One look of horror, and one long, piercing shriek, and she fell senseless upon the floor at the bedside. They took her up: they sprinkled water in her face; they bathed her temple with essences; and gradually light came back into her eyes. Then they turned toward the bed. What was it they saw there? He had seen the look. He had heard the shriek. He had beheld the last ray of hope depart. The knell of earthly happiness had rung. The gates of another world stood open, near at hand; and he had passed through to that place where all tears are wiped from all eyes. There was nothing but clay left behind.

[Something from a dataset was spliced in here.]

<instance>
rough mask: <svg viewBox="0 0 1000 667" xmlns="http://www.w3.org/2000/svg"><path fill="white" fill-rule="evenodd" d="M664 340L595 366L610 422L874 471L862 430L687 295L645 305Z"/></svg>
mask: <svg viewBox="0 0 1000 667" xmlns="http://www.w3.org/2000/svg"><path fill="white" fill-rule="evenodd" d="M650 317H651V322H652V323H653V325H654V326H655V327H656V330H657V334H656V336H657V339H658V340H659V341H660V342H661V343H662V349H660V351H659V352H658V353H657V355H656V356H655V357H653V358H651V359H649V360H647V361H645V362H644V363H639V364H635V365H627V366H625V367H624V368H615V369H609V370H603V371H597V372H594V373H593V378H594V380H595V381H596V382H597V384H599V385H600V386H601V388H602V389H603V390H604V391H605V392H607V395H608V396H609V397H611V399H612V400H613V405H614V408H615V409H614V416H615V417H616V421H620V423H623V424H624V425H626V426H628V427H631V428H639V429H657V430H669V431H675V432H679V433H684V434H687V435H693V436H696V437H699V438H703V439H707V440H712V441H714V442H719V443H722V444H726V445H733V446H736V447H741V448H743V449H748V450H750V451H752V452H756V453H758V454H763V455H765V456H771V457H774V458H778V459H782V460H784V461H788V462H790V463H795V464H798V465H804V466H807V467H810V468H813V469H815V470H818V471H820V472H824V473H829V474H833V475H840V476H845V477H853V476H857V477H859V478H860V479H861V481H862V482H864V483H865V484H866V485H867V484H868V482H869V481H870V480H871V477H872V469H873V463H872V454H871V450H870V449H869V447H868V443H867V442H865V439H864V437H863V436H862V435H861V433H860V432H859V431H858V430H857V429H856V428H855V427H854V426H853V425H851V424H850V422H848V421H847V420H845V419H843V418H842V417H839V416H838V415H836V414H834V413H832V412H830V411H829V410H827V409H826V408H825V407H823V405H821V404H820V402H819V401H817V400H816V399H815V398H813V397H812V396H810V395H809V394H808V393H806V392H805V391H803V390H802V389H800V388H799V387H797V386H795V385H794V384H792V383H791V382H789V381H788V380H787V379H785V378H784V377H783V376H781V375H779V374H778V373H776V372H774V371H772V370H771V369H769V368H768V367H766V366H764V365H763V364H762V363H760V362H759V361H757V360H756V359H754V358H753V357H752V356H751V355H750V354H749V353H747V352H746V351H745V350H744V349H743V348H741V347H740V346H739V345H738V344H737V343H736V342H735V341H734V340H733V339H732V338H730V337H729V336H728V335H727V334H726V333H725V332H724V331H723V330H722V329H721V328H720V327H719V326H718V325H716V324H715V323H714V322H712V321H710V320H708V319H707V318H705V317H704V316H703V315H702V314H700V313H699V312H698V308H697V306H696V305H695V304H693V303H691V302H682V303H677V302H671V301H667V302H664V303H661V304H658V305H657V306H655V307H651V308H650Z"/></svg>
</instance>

Such was one of the tales told across the College table; and yet it was not a very sad or solemn place; and many a lighter and a gayer anecdote served to cheer up the heart after such sad pictures. There was a great deal of originality, too, at the table, which amused, if it did not interest. There was Doctor W – there, who afterward became headmaster of a celebrated public school, and who was in reality a very eccentric man always affecting a most commonplace exterior. The most extraordinary, however, was Mr. R – , celebrated for occupying many hours every morning in shaving himself, an operation, all the accidents of which we generally, in this country, avoid by the precaution of trusting it to others. The process, however, of Mr. R – who never confided in a barber, was this. He lathered and shaved one side of his face: then read a passage of Thucydides. Then he lathered and shaved the other side, read another passage, and then began again; and so on ad infinitum, or until somebody came in and dragged him out. His notions, however, were more extraordinary even than his habits. He used to contend, and did that night, that man having been created immortal, and having only lost his immortality by the knowledge of good and evil, it was in reality only the fear engendered by that knowledge which caused him to decay, or die. In vain gray hairs, a shriveled skin, defaulting teeth, warned him of the fragility of himself and his hypothesis: he still maintained dogmatically, that unless man were fool enough to be afraid, there would be no occasion for him to die at all. He actually carried his doctrine to the grave with him; for during another visit to Cambridge, many years after, I heard the close of his strange history. Feeling himself somewhat feeble, he went, several years after I saw him, to reside at Richmond, near London, where "the air is delicate." There a chronic disease under which he had been long laboring, assumed a serious form; and his friends and relations persuaded him to send for a physician. The physician giving no heed to his notions regarding corporeal immortality, prescribed for him sagely, but without effect. The disease went on undiminished, and it became necessary to inform him that his life was drawing to an end.